Ernst & Young has donated its historical archives dating back to the early 1900s to Case Western Reserve University.

The collection will be going to Case Western’s Kelvin Smith Library in Cleveland and will be known as the Ernst & Young Founders Archive.

Ernst & Young is the product of a 1989 merger between Ernst & Whinney  and Arthur Young & Company, but the company origins go back to 1903, when Ernst & Ernst was founded by the Cleveland-born brothers Theodore and Alwin C. Ernst. Arthur Young & Co. was founded in Chicago by another pair of brothers, Arthur and Stanley Young, three years later.

The archive that EY is donating includes a variety of accounting memorabilia, including hand-written accounting ledgers detailing firm transactions from the early 1900s, firm advertising from the 1920s, Ernst & Ernst employee and management communications dating back more than 90 years, awards, vintage photos, Arthur Young’s personal cash book and many other historical items.

The gift was made possible through the efforts of Case Western accounting professor Gary Previts, along with Lee Thomas, a managing partner in EY’s Cleveland office, and Hank Kohout, an EY associate director of branding, marketing and communications, who is also based in Cleveland.

“It doesn’t get any more original than this, unless we had A.C. Ernst standing here,” Previts said in a statement.

The collection also contains internal correspondence from Ernst & Ernst that addressed some of the bygone tax issues facing the country in the early 1900s. One bulletin from February1926 discusses a tax law change that had recently been passed by Congress, increasing personal exemptions while reducing tax rates to 1.5 percent on the first $4,000 of net income, 3 percent on the next $4,000 and 5 percent on the remainder.

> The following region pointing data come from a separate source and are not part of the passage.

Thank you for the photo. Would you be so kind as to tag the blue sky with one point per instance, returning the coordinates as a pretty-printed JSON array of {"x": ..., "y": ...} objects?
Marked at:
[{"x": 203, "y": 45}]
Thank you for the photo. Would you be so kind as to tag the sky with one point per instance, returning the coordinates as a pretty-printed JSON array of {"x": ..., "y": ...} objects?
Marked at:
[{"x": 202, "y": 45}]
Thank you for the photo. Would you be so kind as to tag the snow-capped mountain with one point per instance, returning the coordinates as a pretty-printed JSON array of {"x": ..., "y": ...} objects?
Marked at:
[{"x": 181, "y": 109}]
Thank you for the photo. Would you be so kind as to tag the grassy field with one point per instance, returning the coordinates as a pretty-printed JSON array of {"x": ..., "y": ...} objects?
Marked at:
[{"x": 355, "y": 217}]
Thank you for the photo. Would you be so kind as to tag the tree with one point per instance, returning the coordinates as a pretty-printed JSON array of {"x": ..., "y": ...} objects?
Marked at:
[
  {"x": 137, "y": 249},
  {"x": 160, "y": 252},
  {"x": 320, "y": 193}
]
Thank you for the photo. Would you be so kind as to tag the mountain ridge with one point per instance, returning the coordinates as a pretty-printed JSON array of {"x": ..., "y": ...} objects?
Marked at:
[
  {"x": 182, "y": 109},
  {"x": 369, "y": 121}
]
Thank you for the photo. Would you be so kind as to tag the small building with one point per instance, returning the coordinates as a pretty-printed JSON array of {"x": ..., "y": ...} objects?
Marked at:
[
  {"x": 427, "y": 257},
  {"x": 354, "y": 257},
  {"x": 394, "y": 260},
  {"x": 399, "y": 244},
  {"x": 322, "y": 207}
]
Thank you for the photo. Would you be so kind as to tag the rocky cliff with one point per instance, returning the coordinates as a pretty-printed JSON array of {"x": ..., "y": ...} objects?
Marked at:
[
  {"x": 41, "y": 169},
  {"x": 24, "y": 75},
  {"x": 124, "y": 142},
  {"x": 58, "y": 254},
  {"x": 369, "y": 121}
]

The bulletin also refers to “the projected end of the bull securities market,” three years ahead of the 1929 stock market crash. Other bulletins emphasized proper staff conduct at client sites, the importance of integrity and independence in dealing with clients and described the operational and professional rules to be followed at the firm. Other documents hinted at the economic pressures faced by accounting firms and their clients as the Great Depression tightened its grip on the country. Additional archival materials, including internal legal documents never before publicly available, may also shed light on the origins of the two firms and key episodes in their early history.

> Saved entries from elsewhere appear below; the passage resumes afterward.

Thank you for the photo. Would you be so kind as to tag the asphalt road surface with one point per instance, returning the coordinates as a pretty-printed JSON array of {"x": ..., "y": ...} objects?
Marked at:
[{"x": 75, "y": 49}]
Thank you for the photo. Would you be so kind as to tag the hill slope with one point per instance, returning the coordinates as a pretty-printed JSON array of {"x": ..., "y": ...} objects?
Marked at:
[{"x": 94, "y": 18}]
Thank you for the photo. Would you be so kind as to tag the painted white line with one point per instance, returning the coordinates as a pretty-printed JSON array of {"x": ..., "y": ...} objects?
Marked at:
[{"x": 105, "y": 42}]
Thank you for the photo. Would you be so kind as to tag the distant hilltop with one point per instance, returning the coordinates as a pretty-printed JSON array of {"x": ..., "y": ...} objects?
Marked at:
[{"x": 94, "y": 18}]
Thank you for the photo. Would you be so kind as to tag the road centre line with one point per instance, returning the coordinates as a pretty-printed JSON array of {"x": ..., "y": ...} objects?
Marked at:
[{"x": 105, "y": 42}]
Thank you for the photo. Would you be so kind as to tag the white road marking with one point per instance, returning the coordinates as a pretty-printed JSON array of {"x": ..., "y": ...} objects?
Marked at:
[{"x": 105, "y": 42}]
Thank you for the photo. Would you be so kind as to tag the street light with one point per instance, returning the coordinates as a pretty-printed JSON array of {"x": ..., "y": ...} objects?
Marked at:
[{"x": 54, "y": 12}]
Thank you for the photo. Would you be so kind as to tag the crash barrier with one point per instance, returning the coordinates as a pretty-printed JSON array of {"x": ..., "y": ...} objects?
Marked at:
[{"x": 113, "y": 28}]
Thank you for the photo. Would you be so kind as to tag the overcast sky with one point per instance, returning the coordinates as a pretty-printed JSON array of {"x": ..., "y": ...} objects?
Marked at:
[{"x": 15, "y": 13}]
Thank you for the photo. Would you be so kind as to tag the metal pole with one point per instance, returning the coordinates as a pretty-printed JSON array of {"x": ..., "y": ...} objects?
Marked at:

“In the University Archives, we have information on how accounting was taught,” Tatem said. “This collection provides information on how it was actually practiced. Who led the innovations and changes in accounting practices: the teachers or the practitioners? This archive will provide an interesting opportunity to compare and contrast the history from both perspectives.”

The connection between Case Western Reserve and its Weatherhead School of Management to Ernst & Young is long-standing, extending to the firm’s new global chairman and CEO, Mark Weinberger, who earned his JD and MBA at the school in 1987.

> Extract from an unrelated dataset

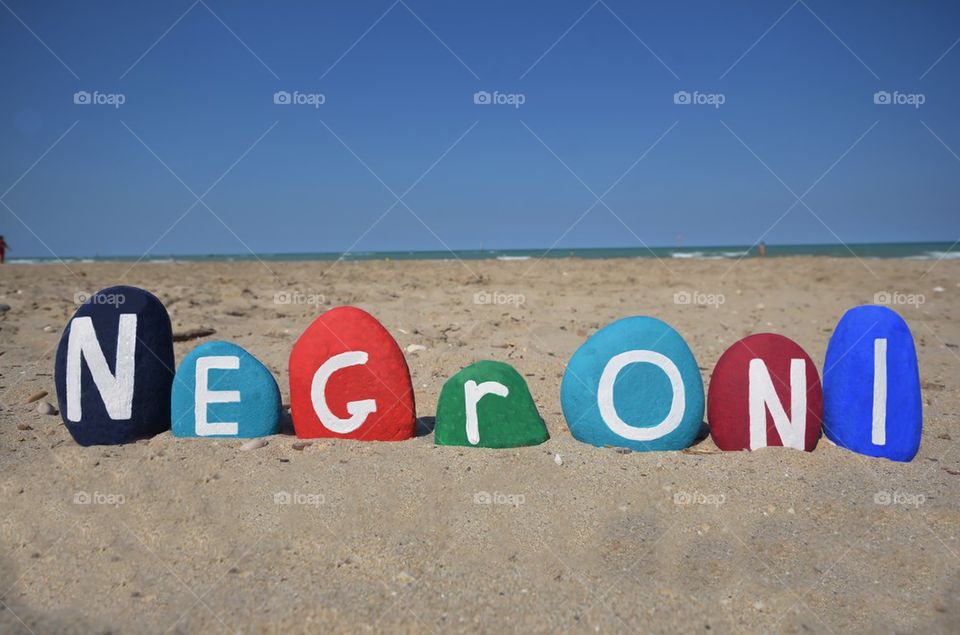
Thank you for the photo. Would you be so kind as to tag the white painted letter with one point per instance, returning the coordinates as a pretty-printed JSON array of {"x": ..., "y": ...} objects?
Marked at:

Previts, a well-known historian of the accounting profession who teaches at the Weatherford School, has edited a series of books exploring how accounting developed around the world. He collaborated with Dale Flesher, a board member of the American Accounting Association, on a manuscript history of Deloitte. So far, no one has written a comprehensive history of Ernst & Young, but the archive may make that possible, according to the school.

“Jill and Arnold moved quickly with EY representatives to cement an agreement that established the archive,” Previts said. “What a great feeling to get these historic materials into the right hands, ensuring they will be preserved and made available far into the future.”